Mammalian Tuberculosis: What Meat Professionals Should Know
Mammalian TB is a slow-spreading but serious disease in livestock that affects animal health, human safety, and meat trade.

What Is Mammalian TB?
Mammalian tuberculosis (TB) is a chronic bacterial disease caused mainly by Mycobacterium bovis. It affects cattle and can also infect other livestock, wildlife, and humans.
This disease harms animal health, causes productivity losses, and can block market access due to strict regulations.
More Than Just a Cattle Disease
TB doesn’t stop at cows. It also infects:
Pigs, goats, sheep, horses, dogs, cats
Wild animals like deer, boars, badgers, and possums
Predators such as lions and tigers
Humans, especially through contaminated animal products or close contact
How the Disease Spreads
TB spreads slowly and quietly:
Inhalation: coughing animals release bacteria into the air
Ingestion: calves can get it from milk; humans from raw milk or undercooked meat
Contact: direct exposure to infected body fluids or tissues
Infected animals often show no signs while spreading the disease.
Recognising the Signs
The disease progresses over months or even years. Symptoms may include:
Weight loss
Chronic cough
Weakness
Swollen lymph nodes
On-and-off fever
Diarrhoea
Some animals may never show symptoms but still spread the bacteria.
Diagnosis: What Works
Skin test (tuberculin): standard for live animals
Blood tests: detect immune response
Post-mortem inspection: finds visible lesions
Lab culture: confirms the diagnosis (takes weeks)

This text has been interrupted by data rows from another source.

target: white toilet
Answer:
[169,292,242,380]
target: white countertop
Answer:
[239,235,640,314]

Meat inspection plays a key role in identifying undetected cases.
Public Health Risk
Mycobacterium bovis can infect people. It poses a serious risk through:
Drinking raw milk
Eating contaminated meat
Handling infected animals or carcasses
Some countries report up to 10% of human TB cases caused by this strain. It is also harder to treat due to drug resistance.
Where It Exists
Widespread in Africa and Asia
Present in parts of Europe and the Americas
Often controlled in cattle but remains in wildlife reservoirs
Even countries with strong control programs face re-infection risks from wildlife.
Preventing and Controlling TB
Effective programs rely on several actions:
Testing and culling infected animals
Traceability and movement control
Meat inspection at slaughter
Pasteurising milk
Educating farmers and workers
Enforcing local animal health laws
Test-and-slaughter works best but is not always practical. Some countries begin with test-and-segregate.
What Meat Professionals Should Do
Source livestock from tested herds
Inspect meat and milk properly
Train workers in safe handling and hygiene
Follow animal movement and identification rules
Report suspected cases to authorities
Vaccination in animals is not yet widely used because it interferes with testing. Research is ongoing.
In Summary
Mammalian TB is a long-lasting threat to livestock production, public health, and trade. It requires consistent testing, strict hygiene, and cooperation between farmers, vets, and meat professionals to keep it under control.